Not freeing RAM when changing between checkpoints

FerrahWolfeh commented 2 years ago

Describe the bug When you start the webui with a X checkpoint, it fills the system RAM into a certain ammount. Now if you change the checkpoint to Y in the webui, the RAM usage increases as if both models are loaded. If you change back to checkpoint X, RAM usage remains unusually high and the system begins to violently swap as soon as you start to generate images.

To Reproduce Steps to reproduce the behavior:

Start webui.sh with any model (eg. Waifu-Diffusion 1.3) and measure the system RAM once the startup finishes
use the selector on the top of the page to change to another model (eg. Stable-Diffusion 1.4)
Change back to the first model and check RAM again.

Expected behavior As soon as you switch the checkpoints, the program should free most of the memory used for the currently loaded model and fill it with the new selected model. And when you switch back to the first checkpoint, the memory should again be freed and filled to about a similar amount when the program had when it was freshly started.

Screenshots Here are some screenshots of the memory usage of my system (notice the used and available columns)

Base system usage (only firefox open with some active youtube tabs)

Usage right after initialization

Usage after switching to another checkpoint

Usage after switching back to first model

Desktop (please complete the following information):

OS: Arch Linux 5.19.13
Browser: Firefox
Commit revision ce37fdd30e9fc0fe0bc5805a068ce8b11b42b5a3

Additional context This is most visible on a system where you don't have much RAM to begin with (16GB in my case) and the effects are visible even without generating anything. It gets worse if you begin switching checkpoints between generations

bmaltais commented 2 years ago

This probably explain why loading a new model usually crash webui after 7 or 8 model swap on my system with 16gb RAM allocated to WSL2.

CoffeeMomoPad commented 2 years ago

Experiencing the same thing on 16GB RAM, did not happen before till now

TechOtakupoi233 commented 2 years ago

When loading a new ckpt, the program will start loading the new ckpt, but left the old one in VRAM and RAM. I have only 6GB VRAM, It can't hold two models at once, it will be nice if the program free up VRAM and RAM BRFORE loading a new ckpt.

nerdyrodent commented 2 years ago

Same here. Switching models uses more and more RAM. I've tried changing "Checkpoints to cache in RAM", but it appears to make no difference.

anonymous721 commented 2 years ago

It's causing me a lot of annoyance too. 15-20 minutes testing a couple different models, and I'm already over 20GB of system RAM used.

RandomLegend commented 2 years ago

This is a serious issue for me now. I have 16GB of ram and i never had any issues switching between models before.

I ran an old version of webui perfectly fine, upgraded to newest git because of new features and now i cannot even swap a model once. It will just crash violently.

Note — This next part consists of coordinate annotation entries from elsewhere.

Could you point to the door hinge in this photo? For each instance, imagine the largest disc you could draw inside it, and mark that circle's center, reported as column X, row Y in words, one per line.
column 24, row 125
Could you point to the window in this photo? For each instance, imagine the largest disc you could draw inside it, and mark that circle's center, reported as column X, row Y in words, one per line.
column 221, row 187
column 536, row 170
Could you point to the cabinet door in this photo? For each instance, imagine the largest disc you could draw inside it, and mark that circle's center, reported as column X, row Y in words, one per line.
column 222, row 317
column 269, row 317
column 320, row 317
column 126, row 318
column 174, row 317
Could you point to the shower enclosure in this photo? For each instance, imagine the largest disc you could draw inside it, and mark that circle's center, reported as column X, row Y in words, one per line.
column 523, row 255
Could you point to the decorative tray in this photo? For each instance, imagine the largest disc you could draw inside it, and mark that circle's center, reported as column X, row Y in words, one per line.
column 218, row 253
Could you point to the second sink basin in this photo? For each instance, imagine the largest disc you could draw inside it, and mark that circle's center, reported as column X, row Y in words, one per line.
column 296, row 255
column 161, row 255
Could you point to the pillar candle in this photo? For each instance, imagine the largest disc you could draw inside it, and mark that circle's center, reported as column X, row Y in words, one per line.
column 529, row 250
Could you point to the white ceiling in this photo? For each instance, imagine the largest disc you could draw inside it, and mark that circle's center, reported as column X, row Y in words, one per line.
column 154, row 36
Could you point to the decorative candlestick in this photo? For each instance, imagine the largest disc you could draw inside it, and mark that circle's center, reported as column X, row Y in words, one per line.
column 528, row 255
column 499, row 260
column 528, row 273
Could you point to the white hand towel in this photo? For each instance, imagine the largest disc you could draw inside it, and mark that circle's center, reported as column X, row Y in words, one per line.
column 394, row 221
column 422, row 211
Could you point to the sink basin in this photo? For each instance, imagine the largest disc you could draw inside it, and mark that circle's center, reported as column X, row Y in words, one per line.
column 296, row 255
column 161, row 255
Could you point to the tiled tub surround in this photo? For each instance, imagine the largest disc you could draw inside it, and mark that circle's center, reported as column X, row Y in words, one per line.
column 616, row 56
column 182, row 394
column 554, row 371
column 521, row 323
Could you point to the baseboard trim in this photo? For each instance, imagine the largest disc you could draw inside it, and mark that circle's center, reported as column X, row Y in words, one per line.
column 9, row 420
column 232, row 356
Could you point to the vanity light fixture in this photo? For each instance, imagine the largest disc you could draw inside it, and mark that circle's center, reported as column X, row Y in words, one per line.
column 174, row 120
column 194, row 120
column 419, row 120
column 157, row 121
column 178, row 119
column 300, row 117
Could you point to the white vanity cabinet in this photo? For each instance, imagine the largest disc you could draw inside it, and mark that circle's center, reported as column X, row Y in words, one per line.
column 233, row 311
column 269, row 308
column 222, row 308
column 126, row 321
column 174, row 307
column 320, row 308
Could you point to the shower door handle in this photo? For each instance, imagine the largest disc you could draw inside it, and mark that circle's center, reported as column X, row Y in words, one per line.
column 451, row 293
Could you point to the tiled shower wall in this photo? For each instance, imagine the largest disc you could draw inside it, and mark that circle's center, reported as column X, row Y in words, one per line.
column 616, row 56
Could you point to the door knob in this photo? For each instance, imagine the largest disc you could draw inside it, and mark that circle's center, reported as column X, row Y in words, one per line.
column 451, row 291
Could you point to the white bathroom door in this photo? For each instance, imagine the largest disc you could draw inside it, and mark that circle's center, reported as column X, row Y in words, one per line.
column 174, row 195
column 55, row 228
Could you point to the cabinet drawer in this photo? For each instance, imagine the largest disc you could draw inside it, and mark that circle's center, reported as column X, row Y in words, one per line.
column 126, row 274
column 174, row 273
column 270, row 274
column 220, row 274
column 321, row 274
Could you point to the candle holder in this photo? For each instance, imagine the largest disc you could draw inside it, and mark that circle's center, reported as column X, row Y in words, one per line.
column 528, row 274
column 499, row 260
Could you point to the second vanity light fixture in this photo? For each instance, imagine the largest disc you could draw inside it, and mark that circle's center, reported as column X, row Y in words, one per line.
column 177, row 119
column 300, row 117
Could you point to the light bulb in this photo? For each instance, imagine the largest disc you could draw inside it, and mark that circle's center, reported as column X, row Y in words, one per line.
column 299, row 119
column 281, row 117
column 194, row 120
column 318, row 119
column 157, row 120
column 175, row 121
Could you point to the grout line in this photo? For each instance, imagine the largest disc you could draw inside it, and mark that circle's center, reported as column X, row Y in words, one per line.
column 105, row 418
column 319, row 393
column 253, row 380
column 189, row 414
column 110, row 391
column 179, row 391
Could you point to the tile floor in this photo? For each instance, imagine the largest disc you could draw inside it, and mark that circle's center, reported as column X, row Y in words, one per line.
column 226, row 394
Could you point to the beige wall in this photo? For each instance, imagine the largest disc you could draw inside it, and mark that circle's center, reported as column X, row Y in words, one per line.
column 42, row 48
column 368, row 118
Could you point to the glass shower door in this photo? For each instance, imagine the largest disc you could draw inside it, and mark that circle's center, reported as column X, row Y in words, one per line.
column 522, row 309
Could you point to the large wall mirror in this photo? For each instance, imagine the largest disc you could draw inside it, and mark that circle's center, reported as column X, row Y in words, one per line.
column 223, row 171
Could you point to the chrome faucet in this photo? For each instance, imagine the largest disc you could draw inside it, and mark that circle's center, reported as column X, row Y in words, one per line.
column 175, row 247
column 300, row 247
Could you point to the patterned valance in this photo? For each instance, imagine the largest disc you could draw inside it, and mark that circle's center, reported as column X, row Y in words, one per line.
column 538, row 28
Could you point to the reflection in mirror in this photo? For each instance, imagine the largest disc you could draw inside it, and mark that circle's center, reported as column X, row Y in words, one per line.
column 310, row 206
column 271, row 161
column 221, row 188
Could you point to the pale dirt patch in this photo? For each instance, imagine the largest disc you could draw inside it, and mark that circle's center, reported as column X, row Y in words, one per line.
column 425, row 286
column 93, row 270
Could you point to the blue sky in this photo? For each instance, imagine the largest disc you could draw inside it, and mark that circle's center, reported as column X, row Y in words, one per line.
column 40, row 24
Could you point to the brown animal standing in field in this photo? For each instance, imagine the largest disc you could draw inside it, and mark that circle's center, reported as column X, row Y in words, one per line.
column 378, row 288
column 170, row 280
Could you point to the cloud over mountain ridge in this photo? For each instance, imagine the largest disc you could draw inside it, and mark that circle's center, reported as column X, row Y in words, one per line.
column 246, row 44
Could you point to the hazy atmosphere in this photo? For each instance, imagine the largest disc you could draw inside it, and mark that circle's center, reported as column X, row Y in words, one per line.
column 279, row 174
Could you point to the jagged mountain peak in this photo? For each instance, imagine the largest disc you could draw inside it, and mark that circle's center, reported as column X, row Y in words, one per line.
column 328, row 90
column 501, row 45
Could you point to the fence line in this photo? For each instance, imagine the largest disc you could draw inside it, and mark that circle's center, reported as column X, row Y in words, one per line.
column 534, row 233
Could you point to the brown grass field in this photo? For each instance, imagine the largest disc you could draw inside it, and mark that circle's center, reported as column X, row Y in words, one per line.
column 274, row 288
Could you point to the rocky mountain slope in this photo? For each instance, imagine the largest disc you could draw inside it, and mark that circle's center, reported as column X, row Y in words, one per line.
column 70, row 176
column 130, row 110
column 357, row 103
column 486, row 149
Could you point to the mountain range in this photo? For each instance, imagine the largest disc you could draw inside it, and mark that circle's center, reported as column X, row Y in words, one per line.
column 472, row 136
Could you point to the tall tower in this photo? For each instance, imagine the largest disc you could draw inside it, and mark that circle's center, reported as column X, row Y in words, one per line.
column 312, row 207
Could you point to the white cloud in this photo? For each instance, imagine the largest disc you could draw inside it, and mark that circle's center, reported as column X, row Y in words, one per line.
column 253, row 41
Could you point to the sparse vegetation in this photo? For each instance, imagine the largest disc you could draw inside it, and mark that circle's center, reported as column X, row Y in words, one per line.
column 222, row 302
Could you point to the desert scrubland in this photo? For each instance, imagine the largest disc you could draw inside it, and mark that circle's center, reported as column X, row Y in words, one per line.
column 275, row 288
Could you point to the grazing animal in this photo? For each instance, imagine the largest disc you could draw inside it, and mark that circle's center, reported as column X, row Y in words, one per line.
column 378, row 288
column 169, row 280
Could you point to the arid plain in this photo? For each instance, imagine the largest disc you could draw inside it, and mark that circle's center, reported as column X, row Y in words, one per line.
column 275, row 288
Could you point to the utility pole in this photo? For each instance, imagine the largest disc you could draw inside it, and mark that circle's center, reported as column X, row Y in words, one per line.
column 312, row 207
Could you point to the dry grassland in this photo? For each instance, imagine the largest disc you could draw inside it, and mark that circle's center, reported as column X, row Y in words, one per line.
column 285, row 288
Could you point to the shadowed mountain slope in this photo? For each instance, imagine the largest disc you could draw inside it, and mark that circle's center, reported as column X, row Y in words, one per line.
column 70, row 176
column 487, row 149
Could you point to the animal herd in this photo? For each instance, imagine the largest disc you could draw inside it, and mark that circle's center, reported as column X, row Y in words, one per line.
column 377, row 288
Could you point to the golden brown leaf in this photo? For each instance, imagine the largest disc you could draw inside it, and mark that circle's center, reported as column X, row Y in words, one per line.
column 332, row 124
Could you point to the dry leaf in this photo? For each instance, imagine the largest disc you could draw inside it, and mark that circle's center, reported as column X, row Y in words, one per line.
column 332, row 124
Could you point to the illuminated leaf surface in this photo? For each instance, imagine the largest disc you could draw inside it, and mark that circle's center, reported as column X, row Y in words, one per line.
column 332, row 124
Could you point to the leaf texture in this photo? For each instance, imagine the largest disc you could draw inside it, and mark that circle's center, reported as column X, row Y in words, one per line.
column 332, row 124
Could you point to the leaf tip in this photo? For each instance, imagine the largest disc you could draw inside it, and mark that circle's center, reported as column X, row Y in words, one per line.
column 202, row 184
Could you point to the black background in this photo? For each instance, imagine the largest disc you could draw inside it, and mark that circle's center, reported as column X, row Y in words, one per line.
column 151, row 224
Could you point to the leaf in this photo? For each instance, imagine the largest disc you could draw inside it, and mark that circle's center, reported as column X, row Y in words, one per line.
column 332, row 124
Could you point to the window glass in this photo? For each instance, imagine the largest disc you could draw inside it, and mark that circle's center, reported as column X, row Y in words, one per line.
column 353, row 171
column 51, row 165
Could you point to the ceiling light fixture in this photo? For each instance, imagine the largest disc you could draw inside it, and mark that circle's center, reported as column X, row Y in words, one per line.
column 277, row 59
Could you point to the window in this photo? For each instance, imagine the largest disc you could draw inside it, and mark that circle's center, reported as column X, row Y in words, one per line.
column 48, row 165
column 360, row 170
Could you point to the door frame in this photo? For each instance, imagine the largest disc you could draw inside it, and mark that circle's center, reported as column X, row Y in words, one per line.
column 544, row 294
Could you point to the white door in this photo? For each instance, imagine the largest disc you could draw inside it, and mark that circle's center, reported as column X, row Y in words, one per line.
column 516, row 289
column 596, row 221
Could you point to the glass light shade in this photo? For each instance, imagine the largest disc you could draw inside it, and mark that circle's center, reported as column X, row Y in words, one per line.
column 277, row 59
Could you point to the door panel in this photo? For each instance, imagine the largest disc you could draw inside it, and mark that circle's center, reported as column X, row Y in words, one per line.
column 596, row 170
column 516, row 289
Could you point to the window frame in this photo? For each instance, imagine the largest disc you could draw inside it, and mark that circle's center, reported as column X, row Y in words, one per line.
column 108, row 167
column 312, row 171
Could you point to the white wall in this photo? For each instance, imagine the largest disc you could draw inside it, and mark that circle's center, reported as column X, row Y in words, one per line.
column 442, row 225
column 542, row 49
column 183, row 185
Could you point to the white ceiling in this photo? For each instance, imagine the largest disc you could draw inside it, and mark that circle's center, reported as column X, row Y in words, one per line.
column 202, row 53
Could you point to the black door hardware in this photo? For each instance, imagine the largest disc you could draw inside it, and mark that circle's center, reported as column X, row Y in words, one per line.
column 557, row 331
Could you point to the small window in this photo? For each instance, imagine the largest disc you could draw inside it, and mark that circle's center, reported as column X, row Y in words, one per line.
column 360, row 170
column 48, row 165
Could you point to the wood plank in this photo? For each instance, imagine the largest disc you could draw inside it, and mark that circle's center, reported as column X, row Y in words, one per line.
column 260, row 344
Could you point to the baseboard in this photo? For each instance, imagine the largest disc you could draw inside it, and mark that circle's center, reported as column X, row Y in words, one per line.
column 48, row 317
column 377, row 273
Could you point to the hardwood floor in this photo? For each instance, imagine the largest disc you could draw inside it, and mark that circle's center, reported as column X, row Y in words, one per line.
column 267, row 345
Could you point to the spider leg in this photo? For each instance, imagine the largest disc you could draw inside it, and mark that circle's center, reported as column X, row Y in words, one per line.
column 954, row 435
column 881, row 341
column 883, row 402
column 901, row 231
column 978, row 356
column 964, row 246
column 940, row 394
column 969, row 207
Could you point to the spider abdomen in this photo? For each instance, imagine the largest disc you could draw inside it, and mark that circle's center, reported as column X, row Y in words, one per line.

GeorgiaM-honestly commented 2 years ago

Hello,

I'm trying to replicate this by using, as your screenshots say, 15 GiB of ram. My setup differs: the bare metal OS is gentoo linux, then I'm using a qemu VM with devuan (debian without systemd), and within that, auto running inside of a docker container. Hopefully that added complexity doesn't screw my testing up.

And yes you are seeing correct: I don't have swap. I didn't bother because this stuff lives on a host that has 128GB of ram and I'm able to just dial in whatever I want to give to the VM.

The formatting here is getting completely hosed, I'm not sure what is going on, sorry about that.

After initial start and before visiting the ui, which here loads the standard 1.5 model ( v1-5-pruned-emaonly.ckpt | 81761151 ):

GiB:

           total        used        free      shared  buff/cache   available

Mem: 14 5 4 0 4 8 Swap: 0 0 0

After visiting the UI and switching the model to the standard v1.4 ( 7460a6fa ):

GiB:

           total        used        free      shared  buff/cache   available

Mem: 14 8 1 0 4 5 Swap: 0 0 0

After switching back to the standard 1.5 model ( v1-5-pruned-emaonly.ckpt | 81761151 ):

GiB:

           total        used        free      shared  buff/cache   available

Mem: 14 8 1 0 4 5 Swap: 0 0 0

As such I am not able to replicate this. Please let me know if I missed something, or if you'd like me to try something else! You can also look into zram / compressed ram on linux, it is a handy and tuneable set of options which begins to compress the oldest ram contents (gently and more heavily if resources continue to run out) with the goal of delaying when the very slow swap space is used.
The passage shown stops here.